La Biblioteca possiede anche l’edizione veneziana del 1531, con lo stesso titolo, per l’editore Melchiorre Sessa (segnatura: Cinq.1.1979). La marca tipografica di quest’ultima, posta al termine del volume, raffigura un gatto con un topo in bocca, in un cerchio sormontato da corona e le iniziali «M» «S». La stessa raffigurazione è presente anche nella cornice xilografica che adorna il frontespizio caratterizzata da elementi fitomorfi, zoomorfi e antropomorfi. L’esemplare ha una coperta in pergamena floscia. Al taglio inferiore è stata impressa a mano con inchiostro l’indicazione «Convito di Dante».
E’ anche presente un esemplare di quella che è considerata la prima edizione moderna dell’opera: si tratta di un’edizione veneziana pubblicata nel 1741 da Giambattista Pasquali che recita Delle opere di Dante Alighieri. Tomo I contenente il Convito, e le Pistole, con le Annotazioni del Dottore Anton Maria Biscioni fiorentino (segnatura: Sala 3 I 5.19). Nella lettera ai lettori si avvisa che le opere contenute nel volume «si sono prese da’ miglior fonti; cioè dalle più accreditate impressioni». La prima pagina dell’opera riprende l’indicazione di autore e titolo preceduta da un elemento decorativo. La prima iniziale del testo è decorata.
Venendo a tempi più recenti, segnaliamo un’elegante edizione critica del Convivio uscita a Firenze per l’editore G. Barbèra nel 1919 (preceduta nel 1917 da un’edizione speciale in 100 esemplari, in formato più piccolo; la Biblioteca possiede la seconda edizione riveduta e corretta del 1921, segnatura: Morali 1193). Dopo l’occhietto, l’antiporta riproduce, in una fotografia in bianco e nero dei fratelli Alinari, il celebre ritratto di Dante a figura intera, dipinto da Domenico di Michelino conservato nella cattedrale di Santa Maria del Fiore a Firenze. Il volume, grazie all’utilizzo di un carattere piuttosto minuto e alla disposizione del testo su due colonne, riesce a contenere tutte le principali opere di Dante, compresa la Divina Commedia. Il frontespizio, oltre a presentare la marca tipografica, caratterizzata da una rosa sormontata dalla scritta «non bramo altr’esca», promette «un copiosissimo indice del contenuto». Si tratta di un indice generale, piuttosto articolato, dei nomi di persone, luoghi e cose per tutte le opere contenute nel volume. E’ il frutto del lavoro di due eminenti dantisti dell’epoca: Arnaldo della Torre e Ernesto Giacomo Parodi. Pregevole la coperta rigida telata con incisione dorata della marca tipografica al piatto anteriore e ripresa del titolo e altri elementi decorativi sul dorso. Il colore avorio della coperta contrasta con i tagli colorati in rosso.

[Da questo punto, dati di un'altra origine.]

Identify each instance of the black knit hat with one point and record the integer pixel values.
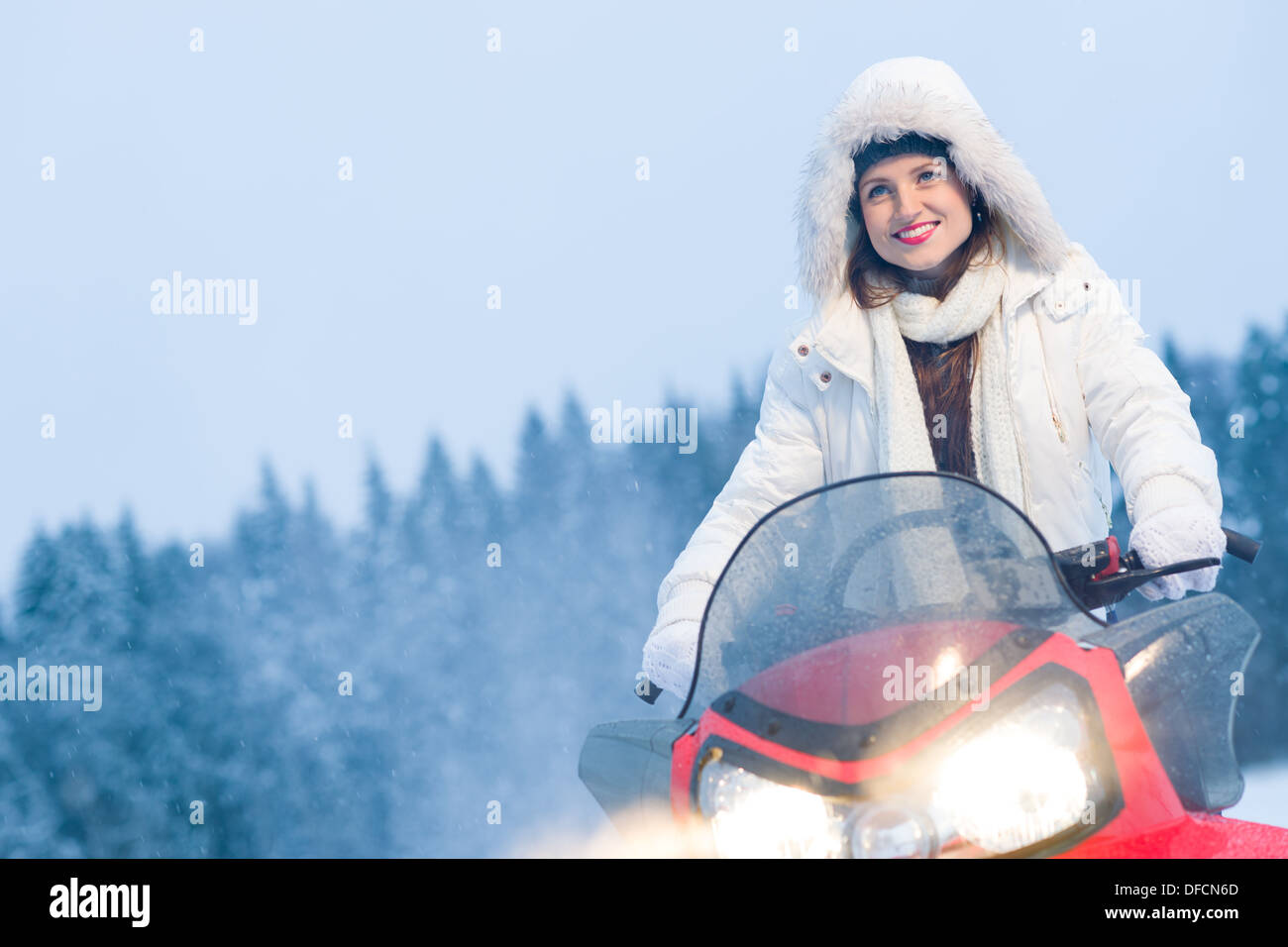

Tra le numerose riproduzioni digitali delle opere presentate segnaliamo alcuni esemplari: L’amoroso convivio del 1529 e del 1531 presso la Österreichische Nationalbibliothek di Vienna; Delle opere di Dante Alighieri, 1741, presso la Bayerische Staatsbibliothek di Monaco; l’edizione Barbèra del 1919 è disponibile in Internet Archive grazie all’Università di Toronto.